In order to prevent the system from replacing the rightmost nodes, we have to assign #FINAL to the nodes to be preserved:
- (R)(N,#FINAL)=0; (there cannot be a pronoun before a noun)
i.e., the machine will try to replace first the node without #FINAL and will get, then:
("this",[this],[[]],D)("book",[book],[[book]],N)
which is the expected result.
Formal Syntax of Disambiguation Rules
Disambiguation rules must comply with the following syntax
<DISAMBIGUATION RULE> ::= <NN RULE> | <TT RULE> | <LL RULE> <NN RULE> ::= (<SEM>)+ "=" [0-255]";" <TT RULE> ::= (<SYN>)+ "=" [0-255]";" <LL RULE> ::= "(" <NODE> ")" ( "(" <NODE> ")" )+ "=" [0-255]";" <SEM> ::= <TEXT> "(" <NODE> ";" <NODE> ")" <SYN> ::= <TEXT> "(" <NODE> ";" <NODE> ")" <NODE> ::= ( (<DESCRIPTION>)( "," <DESCRIPTION> )* )? <DESCRIPTION> ::= <STRING> | <ENTRY> | <FEATURE> | <RELATION> <STRING> ::= """<text>""" <ENTRY> ::= "["<entry>"]" <FEATURE> ::= <VALUE> | <ATTRIBUTE> | <ATTRIBUTE>"="<VALUE> <RELATION> ::= <SEM>|<SYN> <VALUE> ::= <TEXT> <ATTRIBUTE> ::= <TEXT> <TEXT> ::= any sequence of characters except whitespace | <REGULAR EXPRESSION> <REGULAR EXPRESSION> ::= "/"<PERL COMPATIBLE REGULAR EXPRESSIONS>"/"
Examples
- List structures
- (ART)(BLK)(VER)=0; (an article (ART) may not precede a verb (VER))

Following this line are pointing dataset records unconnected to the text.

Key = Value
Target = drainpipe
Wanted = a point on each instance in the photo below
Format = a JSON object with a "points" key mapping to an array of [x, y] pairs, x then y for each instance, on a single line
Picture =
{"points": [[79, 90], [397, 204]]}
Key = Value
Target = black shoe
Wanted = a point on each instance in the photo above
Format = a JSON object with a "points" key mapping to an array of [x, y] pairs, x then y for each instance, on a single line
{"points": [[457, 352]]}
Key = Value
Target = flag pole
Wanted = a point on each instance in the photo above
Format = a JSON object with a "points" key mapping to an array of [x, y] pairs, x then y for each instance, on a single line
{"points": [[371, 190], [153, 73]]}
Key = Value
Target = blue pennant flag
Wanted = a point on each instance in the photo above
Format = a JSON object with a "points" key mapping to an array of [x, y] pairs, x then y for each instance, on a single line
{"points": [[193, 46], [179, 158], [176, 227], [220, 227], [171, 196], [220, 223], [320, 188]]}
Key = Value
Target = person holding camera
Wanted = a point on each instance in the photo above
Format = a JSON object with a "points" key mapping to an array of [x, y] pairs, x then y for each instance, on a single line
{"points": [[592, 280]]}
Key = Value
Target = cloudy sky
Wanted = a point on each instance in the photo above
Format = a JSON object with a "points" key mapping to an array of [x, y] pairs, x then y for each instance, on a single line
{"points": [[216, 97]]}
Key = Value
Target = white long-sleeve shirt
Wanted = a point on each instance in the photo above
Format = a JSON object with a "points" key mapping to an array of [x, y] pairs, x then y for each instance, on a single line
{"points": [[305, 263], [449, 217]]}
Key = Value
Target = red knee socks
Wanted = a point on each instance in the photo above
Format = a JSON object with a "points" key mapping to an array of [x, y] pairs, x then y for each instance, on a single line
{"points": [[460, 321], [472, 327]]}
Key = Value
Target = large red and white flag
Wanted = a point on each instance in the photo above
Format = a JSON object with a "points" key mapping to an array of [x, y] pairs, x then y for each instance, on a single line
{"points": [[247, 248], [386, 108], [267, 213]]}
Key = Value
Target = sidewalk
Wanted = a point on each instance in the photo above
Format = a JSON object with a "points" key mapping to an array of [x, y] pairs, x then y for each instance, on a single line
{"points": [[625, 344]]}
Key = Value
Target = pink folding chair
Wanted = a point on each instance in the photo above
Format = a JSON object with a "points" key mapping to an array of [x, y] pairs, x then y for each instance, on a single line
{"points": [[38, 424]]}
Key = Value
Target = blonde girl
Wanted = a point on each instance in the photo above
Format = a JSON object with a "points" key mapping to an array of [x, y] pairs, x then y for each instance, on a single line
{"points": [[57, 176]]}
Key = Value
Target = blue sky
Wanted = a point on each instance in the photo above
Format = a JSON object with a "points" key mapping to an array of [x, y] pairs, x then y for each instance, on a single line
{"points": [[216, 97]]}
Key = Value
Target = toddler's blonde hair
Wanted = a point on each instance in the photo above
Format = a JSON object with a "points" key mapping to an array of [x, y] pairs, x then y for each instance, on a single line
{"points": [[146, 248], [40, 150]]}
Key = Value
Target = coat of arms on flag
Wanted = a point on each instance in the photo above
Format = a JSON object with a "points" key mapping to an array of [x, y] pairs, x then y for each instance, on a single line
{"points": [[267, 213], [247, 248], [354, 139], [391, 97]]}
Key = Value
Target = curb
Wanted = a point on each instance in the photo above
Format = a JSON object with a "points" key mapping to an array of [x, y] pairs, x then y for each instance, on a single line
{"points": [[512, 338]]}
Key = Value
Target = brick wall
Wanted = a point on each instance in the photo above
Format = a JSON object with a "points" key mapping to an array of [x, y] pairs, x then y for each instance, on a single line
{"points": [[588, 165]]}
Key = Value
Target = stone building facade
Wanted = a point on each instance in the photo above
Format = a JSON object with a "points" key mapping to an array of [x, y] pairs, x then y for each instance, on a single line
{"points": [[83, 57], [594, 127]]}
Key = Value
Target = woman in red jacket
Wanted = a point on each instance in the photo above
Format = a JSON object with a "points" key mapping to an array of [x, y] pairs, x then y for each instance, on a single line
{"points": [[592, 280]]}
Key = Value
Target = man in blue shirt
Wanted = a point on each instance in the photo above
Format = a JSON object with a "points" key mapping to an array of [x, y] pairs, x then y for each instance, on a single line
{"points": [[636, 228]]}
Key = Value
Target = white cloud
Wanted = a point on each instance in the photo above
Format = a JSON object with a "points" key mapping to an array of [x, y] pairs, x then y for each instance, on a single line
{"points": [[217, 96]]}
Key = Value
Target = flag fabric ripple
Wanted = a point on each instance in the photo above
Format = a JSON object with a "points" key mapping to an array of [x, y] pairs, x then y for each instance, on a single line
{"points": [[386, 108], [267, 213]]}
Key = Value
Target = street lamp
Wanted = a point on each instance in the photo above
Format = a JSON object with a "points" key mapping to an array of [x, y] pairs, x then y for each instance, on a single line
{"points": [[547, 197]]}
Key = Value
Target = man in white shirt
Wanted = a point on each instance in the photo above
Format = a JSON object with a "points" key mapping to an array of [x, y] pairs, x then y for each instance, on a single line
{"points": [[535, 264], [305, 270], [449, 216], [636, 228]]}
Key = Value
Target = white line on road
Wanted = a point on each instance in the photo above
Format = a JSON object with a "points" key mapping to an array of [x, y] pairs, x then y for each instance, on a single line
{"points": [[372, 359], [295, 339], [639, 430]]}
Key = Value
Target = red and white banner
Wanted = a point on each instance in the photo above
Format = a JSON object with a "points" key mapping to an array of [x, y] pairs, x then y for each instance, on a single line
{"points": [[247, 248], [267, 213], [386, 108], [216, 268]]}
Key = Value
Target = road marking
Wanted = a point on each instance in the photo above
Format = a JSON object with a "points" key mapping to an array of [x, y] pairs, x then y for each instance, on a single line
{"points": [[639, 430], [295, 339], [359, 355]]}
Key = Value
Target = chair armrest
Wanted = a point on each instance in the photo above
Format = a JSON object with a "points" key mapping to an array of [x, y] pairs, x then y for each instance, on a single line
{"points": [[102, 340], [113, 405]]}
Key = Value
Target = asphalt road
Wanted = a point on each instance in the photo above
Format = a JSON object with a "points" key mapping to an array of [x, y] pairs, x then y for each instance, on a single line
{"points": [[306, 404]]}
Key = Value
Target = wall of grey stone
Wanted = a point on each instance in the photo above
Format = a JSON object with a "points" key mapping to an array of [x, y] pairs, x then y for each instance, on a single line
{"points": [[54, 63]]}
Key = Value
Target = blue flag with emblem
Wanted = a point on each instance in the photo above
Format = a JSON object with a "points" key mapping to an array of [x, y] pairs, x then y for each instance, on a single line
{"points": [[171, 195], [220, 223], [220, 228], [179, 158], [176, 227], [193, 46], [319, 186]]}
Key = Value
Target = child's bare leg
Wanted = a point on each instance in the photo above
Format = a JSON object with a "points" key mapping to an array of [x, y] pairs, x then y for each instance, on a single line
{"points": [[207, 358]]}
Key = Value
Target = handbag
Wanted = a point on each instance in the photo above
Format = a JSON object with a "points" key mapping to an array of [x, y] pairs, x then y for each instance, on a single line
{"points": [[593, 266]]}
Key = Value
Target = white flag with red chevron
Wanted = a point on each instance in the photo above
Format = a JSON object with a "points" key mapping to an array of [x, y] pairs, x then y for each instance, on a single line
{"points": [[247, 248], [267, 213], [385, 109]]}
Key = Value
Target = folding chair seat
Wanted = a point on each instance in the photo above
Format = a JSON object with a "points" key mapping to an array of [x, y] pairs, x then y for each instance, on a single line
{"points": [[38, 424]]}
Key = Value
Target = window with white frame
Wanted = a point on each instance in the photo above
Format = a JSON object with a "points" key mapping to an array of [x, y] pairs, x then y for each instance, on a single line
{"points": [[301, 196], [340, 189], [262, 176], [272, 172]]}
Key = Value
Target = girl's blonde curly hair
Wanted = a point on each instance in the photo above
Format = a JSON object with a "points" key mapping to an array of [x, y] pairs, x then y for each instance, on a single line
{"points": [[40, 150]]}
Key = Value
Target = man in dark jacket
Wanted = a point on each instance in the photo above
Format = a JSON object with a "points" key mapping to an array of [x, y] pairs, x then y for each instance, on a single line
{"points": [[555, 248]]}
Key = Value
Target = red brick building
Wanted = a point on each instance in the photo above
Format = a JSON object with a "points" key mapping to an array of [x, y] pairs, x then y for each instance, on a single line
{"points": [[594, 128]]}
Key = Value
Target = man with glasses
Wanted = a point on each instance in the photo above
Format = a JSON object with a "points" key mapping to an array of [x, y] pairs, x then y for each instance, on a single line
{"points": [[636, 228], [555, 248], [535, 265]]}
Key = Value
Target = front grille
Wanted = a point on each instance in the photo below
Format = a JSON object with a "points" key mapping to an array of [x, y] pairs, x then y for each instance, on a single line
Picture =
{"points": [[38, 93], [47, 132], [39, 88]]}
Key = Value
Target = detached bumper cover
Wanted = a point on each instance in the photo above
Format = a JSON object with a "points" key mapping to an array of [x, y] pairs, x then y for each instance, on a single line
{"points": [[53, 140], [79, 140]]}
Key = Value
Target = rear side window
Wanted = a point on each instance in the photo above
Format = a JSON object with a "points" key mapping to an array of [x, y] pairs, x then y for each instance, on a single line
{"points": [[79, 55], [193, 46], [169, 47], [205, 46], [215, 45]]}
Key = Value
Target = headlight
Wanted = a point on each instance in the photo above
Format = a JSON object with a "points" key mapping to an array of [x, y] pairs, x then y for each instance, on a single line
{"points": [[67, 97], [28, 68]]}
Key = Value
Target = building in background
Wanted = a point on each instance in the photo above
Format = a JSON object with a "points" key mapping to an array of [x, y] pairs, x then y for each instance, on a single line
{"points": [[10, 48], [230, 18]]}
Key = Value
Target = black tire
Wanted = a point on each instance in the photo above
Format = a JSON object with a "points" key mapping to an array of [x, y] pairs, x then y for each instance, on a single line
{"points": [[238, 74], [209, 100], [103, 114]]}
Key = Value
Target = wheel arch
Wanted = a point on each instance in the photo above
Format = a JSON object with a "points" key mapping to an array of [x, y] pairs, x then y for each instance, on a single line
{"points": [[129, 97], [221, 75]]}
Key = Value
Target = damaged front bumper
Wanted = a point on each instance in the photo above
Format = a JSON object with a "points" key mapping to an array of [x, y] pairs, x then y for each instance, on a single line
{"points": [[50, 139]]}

- (ART)(BLK)(NOU)=255; (articles (ART) always precede nouns (NOU))
- Syntactic and semantic structures
- agt(VER;ADJ)=0; (an adjective (ADJ) may not be an agent (agt) of a verb (VER))
- agt(VER;NOU)=255; (agents (agt) of verbs (VER) are always nouns (NOU))
- VS(VER;ADJ)=0; (an adjective (ADJ) may not be an specifier (VS) of a verb (VER))
- NS(NOU;DET)=255; (determiners (DET) are always specifiers (NS) of nouns (NOU))